Il se dirige vers la salle de bain en titubant. J'entends la porte claquer, puis le bruit de la douche. Je reste seule avec le contrat et ma culpabilité. Mon téléphone sonne. C'est Dolores.
- Ma chérie ? Tu vas bien ? Tu avais l'air si bouleversée hier soir.
- Ça va, Dolores. Merci de t'inquiéter.
- C'était qui, ce type en costume ? Il avait l'air louche.
Même Dolores a senti quelque chose. Son instinct maternel ne la trompe jamais.
- Quelqu'un qui m'a fait une proposition de travail.
- Quel genre de travail ? Elena, tu sais que tu peux tout me dire.
Les larmes me montaient aux yeux. Dolores a été plus une mère pour moi ces dernières années que la mienne n'a jamais eu l'occasion de l'être. Mais comment lui expliquer sans qu'elle me juge ?
- Je... je ne peux pas en parler au téléphone. On se voit ce soir au travail ? »
- Bien sûr, ma chérie. Mais fais attention à toi. Et surtout, ne prends aucune décision importante sans en parler à quelqu'un en qui tu as confiance.
Après avoir raccroché, je relis le contrat. Plus je le parcours, plus les clauses me semblent étranges. Résidence obligatoire au domicile du contractant.
Suivi médical exclusif par le médecin désigné.
Interdiction de communiquer les détails du contrat à des tiers...
Ce n'est pas normal. Les mères porteuses que j'ai vues dans les documentaires gardaient leur indépendance, restaient chez elles, continuaient leur vie normale. Pourquoi cet homme veut-il me contrôler à ce point ?
La réponse me fait froid dans le dos, parce qu'il le peut. Parce qu'il sait que je suis désespérée et que je signerai n'importe quoi pour sauver Marcus.
Marcus sort de la salle de bain, habillé et coiffé. Il a repris des couleurs, comme si la colère lui avait donné de l'énergie.
- Je vais au garage.

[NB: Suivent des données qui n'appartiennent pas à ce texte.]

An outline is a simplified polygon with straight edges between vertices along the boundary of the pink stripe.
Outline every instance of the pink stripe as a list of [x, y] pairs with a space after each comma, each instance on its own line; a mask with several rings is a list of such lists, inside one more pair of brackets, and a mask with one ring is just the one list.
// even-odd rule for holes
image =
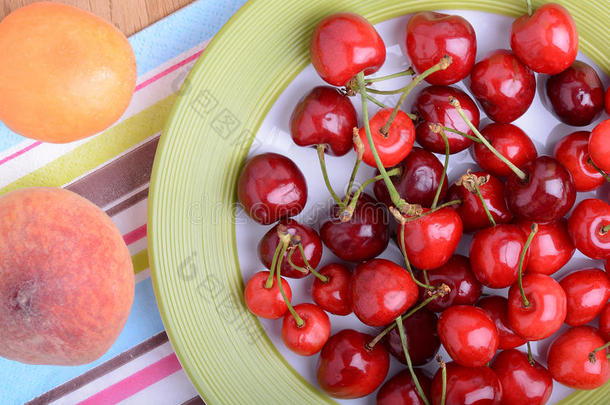
[[4, 159], [0, 160], [0, 165], [3, 165], [3, 164], [5, 164], [8, 161], [13, 160], [16, 157], [23, 155], [25, 152], [27, 152], [29, 150], [32, 150], [32, 149], [34, 149], [35, 147], [37, 147], [38, 145], [41, 145], [41, 144], [42, 144], [42, 142], [36, 141], [36, 142], [26, 146], [25, 148], [23, 148], [23, 149], [15, 152], [15, 153], [13, 153], [12, 155], [7, 156]]
[[97, 394], [79, 402], [79, 405], [109, 405], [123, 401], [154, 383], [174, 374], [182, 367], [174, 353], [138, 371]]
[[144, 238], [145, 236], [146, 236], [146, 224], [123, 235], [123, 240], [125, 241], [125, 244], [131, 245], [132, 243], [139, 241], [140, 239]]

J'ai besoin de travailler.
- Marcus, tu n'es pas en état...
- Laisse-moi tranquille, Elena !
Il attrape ses clés et se dirige vers la porte.

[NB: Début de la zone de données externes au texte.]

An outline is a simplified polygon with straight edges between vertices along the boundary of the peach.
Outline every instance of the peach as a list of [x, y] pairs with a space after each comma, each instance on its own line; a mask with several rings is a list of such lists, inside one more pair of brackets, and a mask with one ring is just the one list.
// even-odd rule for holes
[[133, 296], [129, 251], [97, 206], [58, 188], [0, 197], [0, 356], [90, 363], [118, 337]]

- Et oublie cette histoire de contrat. On trouvera un autre moyen.
- Quel autre moyen ? » je crie. « On a tout essayé ! Les demandes de prêt, les associations caritatives, les collectes de fonds... Il n'y a plus rien !

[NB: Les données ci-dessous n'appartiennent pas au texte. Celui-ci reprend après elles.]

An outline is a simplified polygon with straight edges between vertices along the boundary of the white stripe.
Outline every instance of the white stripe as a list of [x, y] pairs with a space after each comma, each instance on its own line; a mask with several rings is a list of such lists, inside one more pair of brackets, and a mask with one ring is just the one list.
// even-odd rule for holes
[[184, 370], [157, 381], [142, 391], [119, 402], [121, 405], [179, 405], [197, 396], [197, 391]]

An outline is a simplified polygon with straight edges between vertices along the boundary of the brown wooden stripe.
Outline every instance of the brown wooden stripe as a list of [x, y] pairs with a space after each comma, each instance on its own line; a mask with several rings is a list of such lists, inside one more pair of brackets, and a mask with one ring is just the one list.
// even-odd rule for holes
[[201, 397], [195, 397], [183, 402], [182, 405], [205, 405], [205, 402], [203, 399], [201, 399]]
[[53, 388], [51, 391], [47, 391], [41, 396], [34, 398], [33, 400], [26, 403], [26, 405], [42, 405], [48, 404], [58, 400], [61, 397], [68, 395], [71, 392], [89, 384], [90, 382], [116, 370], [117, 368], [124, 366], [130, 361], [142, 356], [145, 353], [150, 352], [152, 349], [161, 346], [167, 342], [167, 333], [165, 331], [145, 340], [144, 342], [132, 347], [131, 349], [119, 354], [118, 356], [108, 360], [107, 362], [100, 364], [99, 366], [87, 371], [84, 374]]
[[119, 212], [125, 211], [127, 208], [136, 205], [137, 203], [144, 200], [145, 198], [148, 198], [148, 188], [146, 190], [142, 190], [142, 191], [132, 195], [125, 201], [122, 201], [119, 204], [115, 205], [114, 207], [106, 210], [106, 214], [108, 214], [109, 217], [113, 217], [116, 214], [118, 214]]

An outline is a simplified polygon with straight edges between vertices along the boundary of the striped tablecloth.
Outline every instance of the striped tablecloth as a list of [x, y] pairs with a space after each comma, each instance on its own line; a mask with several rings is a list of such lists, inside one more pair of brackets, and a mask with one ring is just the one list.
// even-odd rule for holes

Il s'arrête, la main sur la poignée.
- Il y a toujours autre chose. Il faut juste chercher.
- On n'a plus le temps de chercher !
Les mots sortent de ma bouche comme une gifle. Marcus se retourne, et je vois dans ses yeux qu'il sait que j'ai raison. Nous n'avons plus le temps. Sa prochaine chimio est dans deux semaines, et après ça... les médecins ne nous donnent aucun espoir.
- Je préfère mourir que de te voir te sacrifier pour moi », dit-il d'une voix brisée.
- Et moi, je préfère me sacrifier que de te voir mourir.
Nous nous regardons en silence, chacun campé sur sa position. Lui, prêt à mourir pour préserver ma dignité. Moi, prête à la sacrifier pour le sauver.
- Tu ne comprends pas », reprend-il. « Si tu fais ça, tu ne seras plus jamais la même. Ce genre d'homme... il ne te laissera pas partir indemne.
- Comment tu peux savoir ça ? Tu ne l'as même pas vu !
- Parce que les gens honnêtes ne débarquent pas dans un diner miteux à minuit avec un contrat de cinq cent mille dollars !
Il a raison, bien sûr. Mais qu'est-ce que ça change ?
- Je sors », dit-il finalement. « On reprendra cette conversation ce soir. Et j'espère que d'ici là, tu auras retrouvé tes esprits.
La porte claque derrière lui. Je reste seule dans l'appartement silencieux, entourée par nos factures impayées et nos rêves brisés.